Correlation of ELISA absorbances between TCLA and TLLA. Data of total subjects (n = 292) were used for analysis. TCLA, crude antigen of Toxocara canis larvae; TLLA, crude antigen of Toxascaris leonina.

DISCUSSION

TLLA cross-reacted with serum antibodies of toxocariasis patients by ELISA. Its diagnostic sensitivity was 14.3% when the cut-off value was set at 0.25 same as with TCLA (9). The correlation of ELISA absorbance of the 292 total serum samples between TCLA and TLLA was analyzed. The Spearman's correlation coefficient (Spearman's rho, γ) was 0.8084 (P<0.001), which indicated the two antigens might produce well correlated absorbance. In the present study, ELISA using TLLA may detect the samples of high absorbance with TCLA.

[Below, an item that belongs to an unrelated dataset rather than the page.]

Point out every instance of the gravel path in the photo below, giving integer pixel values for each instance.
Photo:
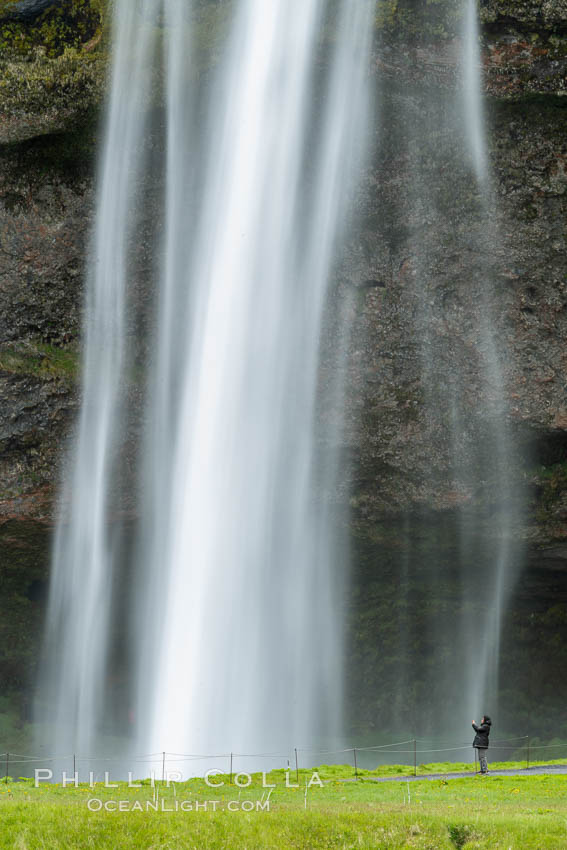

Since T. leonina does not induce larva migrans in human bodies, TLLA is not included in the antigen list of ELISA. Instead, most ELISA tests use TCLA because human toxocariasis is the target. However, TCLA cross-reacts frequently with many other helminthiases (9, 12, 13, 14). The cross-reaction is a major obstacle for serodiagnosis to be solved. This is the right reason why multi-antigen ELISA, which screens one serum with several antigens together, is required.

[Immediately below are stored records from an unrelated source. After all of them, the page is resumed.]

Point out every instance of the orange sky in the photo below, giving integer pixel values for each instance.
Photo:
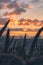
(26, 16)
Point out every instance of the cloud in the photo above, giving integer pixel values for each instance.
(28, 22)
(30, 6)
(35, 1)
(3, 21)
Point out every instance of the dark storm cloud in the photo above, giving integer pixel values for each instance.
(3, 20)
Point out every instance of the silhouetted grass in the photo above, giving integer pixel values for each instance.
(35, 42)
(2, 30)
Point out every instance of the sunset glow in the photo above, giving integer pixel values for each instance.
(25, 16)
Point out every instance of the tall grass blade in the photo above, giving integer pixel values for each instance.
(2, 30)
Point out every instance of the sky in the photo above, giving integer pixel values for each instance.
(26, 16)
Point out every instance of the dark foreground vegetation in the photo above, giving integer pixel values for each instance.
(15, 54)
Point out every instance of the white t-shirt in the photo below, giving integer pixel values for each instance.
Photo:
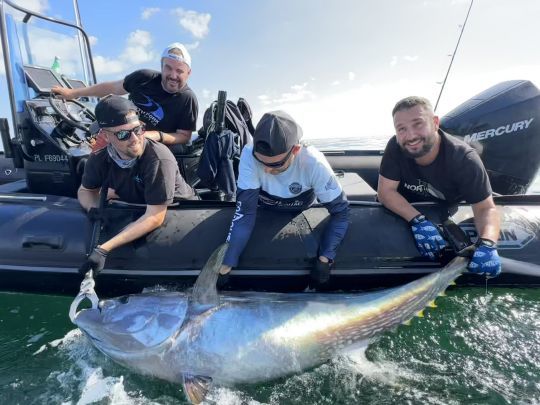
(308, 177)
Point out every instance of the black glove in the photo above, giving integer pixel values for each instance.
(94, 214)
(320, 273)
(96, 261)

When the proper antigen is not enough, the ELISA may replace the antigen which cross-reacts mostly. This antigen replacement should be limited only within cross-reacting helminthiases of same taxon. In this context, it is plausible to make a serodiagnosis of human toxocariasis using TLLA. However, the present study confirmed diagnostic sensitivity of TLLA was too low to replace TCLA. The diagnostic sensitivity of ELISA may be lowered when the mixed antigen of the 2 species is used. Therefore, proper species identification of the ascarid nematodes from dogs is important in the process of antigen preparation.

The present study had some limitations. We had no human serum of T. leonina infection, and reverse cross-reaction between the 2 species was impossible. We could not confirm cross-reactivity of TLLA with other human helmininthiases because of its limited amount. Further study on the components of the 2 antigens is recommended.

In conclusion, TLLA cross-reacts with serum of human toxocariasis but its diagnostic sensitivity is significantly low.